Geoghegan doesn't mention this, but for their 38-hour work week, German workers average a gross wage of 870.87 euros. That's 45,000 euros per year. Each euro is worth about $1.36. So the average German with a job makes about $59,000 per year.
One of the reasons Germans have longer vacations, shorter work weeks, and still get paid more than us is because, by German law, employees get to seat about half of every corporation's board of directors. With this power, workers can set "conditions" under which the bosses can lay people off, or outsource work to other countries. Wages are set across industries and across regions, the ideal being that everyone doing the same job gets paid about the same.
Americans—especially, ironically, American workers—deride this as "socialism."
Well, yes. It's socialism.
It's also a large part of the reason Germany is out-competing the U.S. as a high-tech, quality manufacturer, Geoghegan contends:
They have kept a tool-making, engineering culture, which our own entrepreneurs, dreamily buried in their Ayn Rand novels, have gutted. And now, thanks in large part to these smart structural decisions, Germany is not only competitive, it's rich.
The German system is no panacea. Unemployment is usually higher than here and the middle class has been shrinking there as everywhere (though unemployment in Germany, and the rest of Europe, is no where near as dire a proposition as it is here—you can still see a doctor, for instance). But Germany's comparatively inflexible labor market makes it much better at developing "human capital"—that mystical combination of smarts and loyalty to which U.S. managers pay lip service and little else.
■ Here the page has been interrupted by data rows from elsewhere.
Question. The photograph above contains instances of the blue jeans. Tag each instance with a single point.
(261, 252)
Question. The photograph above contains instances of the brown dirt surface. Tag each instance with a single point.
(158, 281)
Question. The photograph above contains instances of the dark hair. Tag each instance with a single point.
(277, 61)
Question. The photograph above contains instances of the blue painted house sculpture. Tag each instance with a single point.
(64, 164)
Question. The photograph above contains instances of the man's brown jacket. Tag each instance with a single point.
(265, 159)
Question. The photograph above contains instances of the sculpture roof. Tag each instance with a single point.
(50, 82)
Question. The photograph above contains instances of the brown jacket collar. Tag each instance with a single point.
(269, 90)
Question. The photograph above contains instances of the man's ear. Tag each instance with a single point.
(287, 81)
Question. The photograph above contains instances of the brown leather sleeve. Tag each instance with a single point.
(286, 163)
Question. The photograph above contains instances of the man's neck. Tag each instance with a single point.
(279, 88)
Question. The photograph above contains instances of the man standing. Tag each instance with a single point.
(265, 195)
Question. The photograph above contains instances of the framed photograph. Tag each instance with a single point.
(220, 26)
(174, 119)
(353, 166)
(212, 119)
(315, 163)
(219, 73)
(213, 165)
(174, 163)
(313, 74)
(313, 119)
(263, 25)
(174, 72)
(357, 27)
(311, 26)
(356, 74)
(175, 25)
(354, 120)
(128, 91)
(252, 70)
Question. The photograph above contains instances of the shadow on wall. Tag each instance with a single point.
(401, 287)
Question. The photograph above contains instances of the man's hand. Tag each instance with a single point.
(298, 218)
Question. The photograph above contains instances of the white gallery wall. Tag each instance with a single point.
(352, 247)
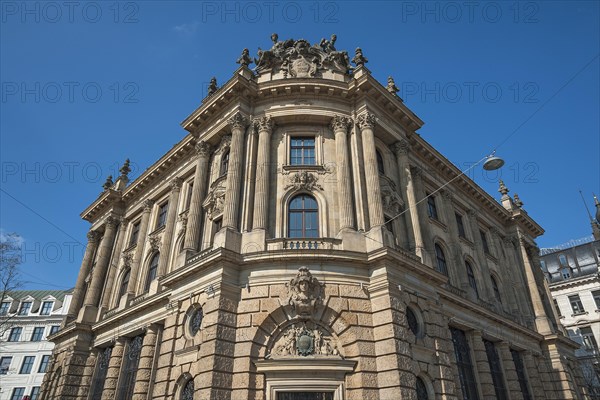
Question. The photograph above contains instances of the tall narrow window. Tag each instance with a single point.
(520, 367)
(302, 150)
(466, 375)
(471, 276)
(224, 164)
(495, 369)
(441, 260)
(431, 208)
(496, 290)
(461, 226)
(129, 369)
(152, 270)
(100, 376)
(303, 217)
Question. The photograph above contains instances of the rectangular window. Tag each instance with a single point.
(520, 367)
(4, 308)
(135, 232)
(25, 307)
(484, 243)
(302, 151)
(15, 334)
(461, 226)
(17, 394)
(44, 364)
(431, 208)
(27, 364)
(162, 215)
(5, 365)
(576, 304)
(38, 333)
(46, 308)
(466, 374)
(495, 369)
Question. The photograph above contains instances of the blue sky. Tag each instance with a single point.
(87, 84)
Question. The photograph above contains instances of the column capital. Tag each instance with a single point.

The idea that American workers could take back some of the benefits our great-grandfathers and great-grandmothers fought and died for (anyone remember the 40-hour work week?) seems remote in these tea-bagging, immigrant-bashing, anti-socialist times. Geoghegan acknowledges this:
Is it likely? No. Is it possible? Yes. At any rate, it's just nonsense that "Europe's way" and "our way" can never be the same. We may have messed up our part in globalization, but we still have time to fix things.
But he is hopeful, and so am I. Everyday idiots have seen the fraud at the center of U.S. economic policy for 30 years at least. Now even the New York Times has caught on, and some of its readers have clearly been waiting. When I read the jobs piece on Sunday morning, the second most reader-recommended comment was this:
the blogs are filled with rumors that the 30's were just like this—that 2010 is in fact 1932. and it was not until the unemployed started demanding work, started striking that the capitalists started to understand the social need for WPA and other New Deal projects.
The truth is there is all kinds of money for health care, for jobs for everyone, but the politics is too skewed toward corporate greed today.
The top 1% in this country has as much as the bottom 90%? I wonder why that isn't a t shirt yet?